Long Distance Sociality
- sethmessinger
- Jun 17
- 2 min read
Whether they lived on campus or commuted from home, first‑year students spent the past nine months inside an unusually dense social world. New classmates, neighbors, and daily routines created a steady stream of interactions that shaped their perspectives and expanded their sense of who they were becoming.
Summer interrupts that rhythm. The social world that felt so immediate during the academic year pulls back, and even students who never left home for school feel the shift. Friends return from their own campuses, others stay away for work or travel, and familiar patterns don’t quite snap back into place.
New demands also surface. Families have to adjust to the changes everyone underwent during the year. Summer jobs introduce their own social environments, and students find themselves navigating the kinds of interactions and expectations that come with adult workplaces.

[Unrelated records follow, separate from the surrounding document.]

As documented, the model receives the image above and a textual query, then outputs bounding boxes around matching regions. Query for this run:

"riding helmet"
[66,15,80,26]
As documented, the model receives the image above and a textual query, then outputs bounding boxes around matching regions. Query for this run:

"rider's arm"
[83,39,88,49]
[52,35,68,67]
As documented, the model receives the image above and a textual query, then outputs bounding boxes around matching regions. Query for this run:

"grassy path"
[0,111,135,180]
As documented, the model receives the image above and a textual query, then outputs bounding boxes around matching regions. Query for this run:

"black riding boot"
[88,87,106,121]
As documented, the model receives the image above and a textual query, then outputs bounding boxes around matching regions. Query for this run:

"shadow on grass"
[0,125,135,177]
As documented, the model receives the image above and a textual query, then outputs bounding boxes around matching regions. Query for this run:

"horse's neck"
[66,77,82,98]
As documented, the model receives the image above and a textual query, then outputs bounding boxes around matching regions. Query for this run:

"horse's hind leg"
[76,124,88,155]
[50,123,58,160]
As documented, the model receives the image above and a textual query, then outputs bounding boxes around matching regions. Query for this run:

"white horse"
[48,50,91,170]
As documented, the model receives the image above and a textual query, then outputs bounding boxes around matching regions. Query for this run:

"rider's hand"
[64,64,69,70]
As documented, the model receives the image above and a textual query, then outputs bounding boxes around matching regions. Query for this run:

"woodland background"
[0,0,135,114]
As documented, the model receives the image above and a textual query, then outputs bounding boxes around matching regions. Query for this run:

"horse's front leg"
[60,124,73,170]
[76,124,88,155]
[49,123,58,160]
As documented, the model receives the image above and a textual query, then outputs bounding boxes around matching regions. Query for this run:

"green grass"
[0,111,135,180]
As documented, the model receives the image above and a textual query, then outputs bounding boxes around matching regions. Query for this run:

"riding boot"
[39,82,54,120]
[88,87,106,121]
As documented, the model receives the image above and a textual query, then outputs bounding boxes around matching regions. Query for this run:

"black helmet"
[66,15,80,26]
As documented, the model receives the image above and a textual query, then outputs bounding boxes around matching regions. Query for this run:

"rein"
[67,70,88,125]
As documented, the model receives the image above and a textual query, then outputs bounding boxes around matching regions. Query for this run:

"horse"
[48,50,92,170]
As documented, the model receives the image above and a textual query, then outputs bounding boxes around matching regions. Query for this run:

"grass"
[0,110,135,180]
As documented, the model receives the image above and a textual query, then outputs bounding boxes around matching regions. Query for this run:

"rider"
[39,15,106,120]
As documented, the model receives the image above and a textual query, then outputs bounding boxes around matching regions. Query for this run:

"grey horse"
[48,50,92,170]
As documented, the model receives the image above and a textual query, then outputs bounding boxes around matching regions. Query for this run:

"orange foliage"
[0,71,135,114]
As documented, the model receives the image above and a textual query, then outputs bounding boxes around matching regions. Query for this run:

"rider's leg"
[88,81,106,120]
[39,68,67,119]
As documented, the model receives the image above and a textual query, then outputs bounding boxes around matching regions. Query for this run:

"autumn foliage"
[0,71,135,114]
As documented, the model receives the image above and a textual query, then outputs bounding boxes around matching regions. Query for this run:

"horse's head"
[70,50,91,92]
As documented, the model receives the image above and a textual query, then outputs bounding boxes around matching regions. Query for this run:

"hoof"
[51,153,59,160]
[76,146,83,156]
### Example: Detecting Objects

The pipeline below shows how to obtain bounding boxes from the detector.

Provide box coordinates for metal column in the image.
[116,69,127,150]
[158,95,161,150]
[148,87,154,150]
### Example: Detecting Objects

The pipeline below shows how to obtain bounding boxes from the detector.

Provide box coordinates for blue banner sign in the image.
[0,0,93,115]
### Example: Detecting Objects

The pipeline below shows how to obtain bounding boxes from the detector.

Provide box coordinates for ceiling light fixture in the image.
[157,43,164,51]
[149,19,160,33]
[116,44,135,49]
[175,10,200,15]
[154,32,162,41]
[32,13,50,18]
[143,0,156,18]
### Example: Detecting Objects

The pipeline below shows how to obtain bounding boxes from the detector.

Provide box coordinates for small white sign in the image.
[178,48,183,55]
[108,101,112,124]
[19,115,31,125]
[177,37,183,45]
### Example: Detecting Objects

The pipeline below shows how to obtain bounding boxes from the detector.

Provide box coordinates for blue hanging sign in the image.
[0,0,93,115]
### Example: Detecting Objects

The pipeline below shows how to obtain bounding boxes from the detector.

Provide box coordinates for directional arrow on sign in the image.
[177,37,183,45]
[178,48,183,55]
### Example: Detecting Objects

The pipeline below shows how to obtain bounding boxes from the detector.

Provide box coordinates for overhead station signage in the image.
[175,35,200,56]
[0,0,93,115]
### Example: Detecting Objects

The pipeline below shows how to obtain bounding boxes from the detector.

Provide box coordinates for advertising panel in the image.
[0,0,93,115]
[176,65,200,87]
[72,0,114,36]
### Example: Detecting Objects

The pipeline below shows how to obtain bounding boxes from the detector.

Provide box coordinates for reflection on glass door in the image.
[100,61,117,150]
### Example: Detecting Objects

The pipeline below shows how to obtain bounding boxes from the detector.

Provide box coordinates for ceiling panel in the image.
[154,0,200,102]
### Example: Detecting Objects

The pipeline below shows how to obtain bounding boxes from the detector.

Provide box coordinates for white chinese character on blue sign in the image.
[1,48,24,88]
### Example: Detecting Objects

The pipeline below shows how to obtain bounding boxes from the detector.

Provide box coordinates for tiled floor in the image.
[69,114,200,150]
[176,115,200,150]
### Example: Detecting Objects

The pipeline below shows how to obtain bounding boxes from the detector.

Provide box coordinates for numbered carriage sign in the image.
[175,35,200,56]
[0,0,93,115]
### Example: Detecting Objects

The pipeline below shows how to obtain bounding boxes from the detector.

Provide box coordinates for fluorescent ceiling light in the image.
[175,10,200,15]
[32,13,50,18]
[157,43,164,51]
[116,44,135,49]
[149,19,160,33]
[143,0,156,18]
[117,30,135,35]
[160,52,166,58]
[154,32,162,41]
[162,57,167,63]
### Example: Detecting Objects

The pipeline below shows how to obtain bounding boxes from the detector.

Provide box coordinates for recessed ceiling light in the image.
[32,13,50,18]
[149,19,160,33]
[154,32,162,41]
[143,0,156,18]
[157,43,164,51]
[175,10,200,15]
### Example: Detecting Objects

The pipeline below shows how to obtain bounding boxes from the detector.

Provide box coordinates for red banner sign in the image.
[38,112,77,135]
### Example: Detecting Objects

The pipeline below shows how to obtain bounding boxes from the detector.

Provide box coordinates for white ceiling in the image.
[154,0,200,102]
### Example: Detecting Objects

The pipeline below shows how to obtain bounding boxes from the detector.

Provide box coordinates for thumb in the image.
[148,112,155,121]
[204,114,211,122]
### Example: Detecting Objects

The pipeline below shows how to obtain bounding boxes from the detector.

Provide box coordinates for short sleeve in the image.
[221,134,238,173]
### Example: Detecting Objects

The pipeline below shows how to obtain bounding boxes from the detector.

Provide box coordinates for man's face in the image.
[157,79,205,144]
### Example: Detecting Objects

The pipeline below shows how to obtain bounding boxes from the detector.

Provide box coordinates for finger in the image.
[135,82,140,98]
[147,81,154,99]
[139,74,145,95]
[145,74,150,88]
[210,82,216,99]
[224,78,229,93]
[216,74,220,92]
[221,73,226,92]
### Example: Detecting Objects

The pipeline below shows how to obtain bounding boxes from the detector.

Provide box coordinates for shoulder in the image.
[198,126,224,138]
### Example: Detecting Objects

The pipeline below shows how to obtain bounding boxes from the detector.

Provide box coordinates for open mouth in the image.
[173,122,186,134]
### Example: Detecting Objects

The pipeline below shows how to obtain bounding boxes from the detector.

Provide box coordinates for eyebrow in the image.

Technology can be a great help to foster these connections, but can also be a trap when the sender’s expectations aren’t met. Sending out messages and waiting for the dreaded “seen” or “left on read” or best option, getting responses, helps students (and others) begin to understand what relationships have depth and which ones are more about convenience. Both kinds are fine and teach different kinds of lessons for life. Furthermore, those quick responses can sometimes be from more casual relationships, and some deeper relationships require proximity to reactivate. Learning that takes time across and beyond the summer.
That first summer introduces students to the idea that now they operate across several relational centers, and they have to manage their different rhythms. By the end of the season, most students have a clearer sense of how these relationships coexist, simply because they’ve lived through the adjustments required to keep them in view.